Из ряда вон выходящими были у нас только уроки физкультуры. При плохой погоде мы учились делать упражнения в коридоре, а при хорошей наш учитель, молодой парень (почему он не был забран в армию?), гонял нас строем перед школой. Однажды его педагогический талант дал яркий плод: он приказал нам присесть на корточки и гусиным шагом двинуться вокруг школы. Уже на заднем дворе большинство нашего гусиного стада повалилось, кто на бок, кто на четвереньки, но физкультурник был неумолим – он приподнимал упавших за шиворот и толкал вперёд. В конце концов, полный круг сделало только двое-трое, я оказался среди них и был очень горд собою. Однако, когда я на следующий день утром спустил ноги с печки, меня ожидал сюрприз – ноги совершенно не держали, подгибались как хворостинки и сильно болели при этом. Идти в школу было просто невыносимо. На следующий день пришлось нести «объяснительную» записку. Ни я, ни физкультурник от гусиного шага не пострадали, но я получил запомнившийся «урок физической культуры».
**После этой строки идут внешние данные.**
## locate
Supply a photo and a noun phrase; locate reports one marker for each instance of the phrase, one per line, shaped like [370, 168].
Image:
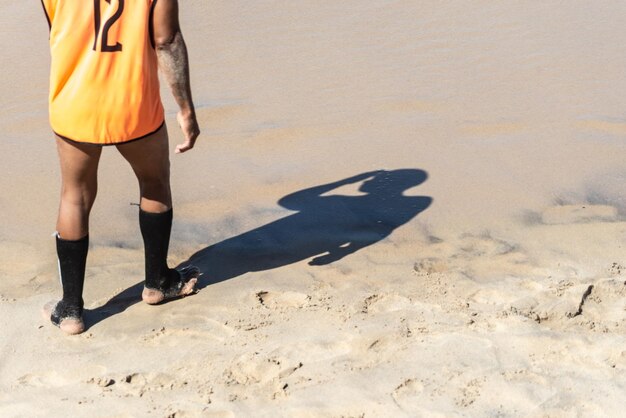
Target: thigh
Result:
[79, 163]
[149, 156]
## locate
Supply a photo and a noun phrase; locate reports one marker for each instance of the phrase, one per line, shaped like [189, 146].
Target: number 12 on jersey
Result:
[102, 30]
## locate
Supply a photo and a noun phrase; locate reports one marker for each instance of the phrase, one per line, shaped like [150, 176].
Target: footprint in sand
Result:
[378, 303]
[581, 213]
[406, 395]
[259, 375]
[282, 300]
[599, 305]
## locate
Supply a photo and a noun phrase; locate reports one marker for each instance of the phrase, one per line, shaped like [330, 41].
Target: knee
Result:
[81, 196]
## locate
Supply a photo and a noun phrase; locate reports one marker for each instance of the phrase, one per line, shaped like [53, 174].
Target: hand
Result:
[189, 125]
По ночам стало примораживать. Придя в школу, стаскиваю тёплый пиджачок, располагаюсь за партой, раскладываю на ней вынутое из мешочка нехитрое школьное снаряжение. Как-то перед уроком все необычно засуетились и побежали на улицу. Девчонки в коридоре тоже прервали «там-там розу» и тоже устремились во двор. Там уже сгустилась небольшая толпа. Протискиваюсь вперёд на звук бубна с гитарой – в чём там дело? Седоватый небритый и хмурый мужик с лохматым вороньим гнездом на голове дёргает струны, а старая тётка в широкой измятой юбке до земли, с монистами на громадных обвисших грудях уныло бьёт в бубен с мелкими звоночками. Девчонка-подросток с болтающимися длинными и тонкими чёрными косами пританцовывает, поднимая пыль своей грязной юбкой, и что-то подпевает. Но центром внимания служит тощий сизо-чернявый мальчишка нашего возраста. На нём грязная дыряво-лохматая рубашка неопределённого цвета и такого же вида штаны, из которых торчат грязные босые ноги. Он притоптывает, отчего пыль вышлёпывается из-под его плоских синеватых ступней. При этом руки нескладно болтаются, а из ничего не выражающего лица слышатся чётко произносимые слова матерных куплетов:
Дружный одобрительный смех толпы следует каждому гнусному куплету. Пацан никак не реагирует, прекращает с безучастным лицом выговаривать свои перлы, только когда обходит круг с протянутой в руке бесформенной шапкой. Что уж он получает за работу, не видно, наверно, варёные картошки, огрызки кукурузы, но он снова встаёт в центр круга и снова радует народ своими мерзкими куплетами в той же уныло-мрачноватой манере. Особенно противно, что он напевает о чём-то нехорошем, о чём не принято говорить, но все окружающие понимают его и радуются. Один я не понимаю, но отвращение чувствую до тошноты. «Куда ты?» – удивился Юда, когда я начал задом-задом выбираться из толпы.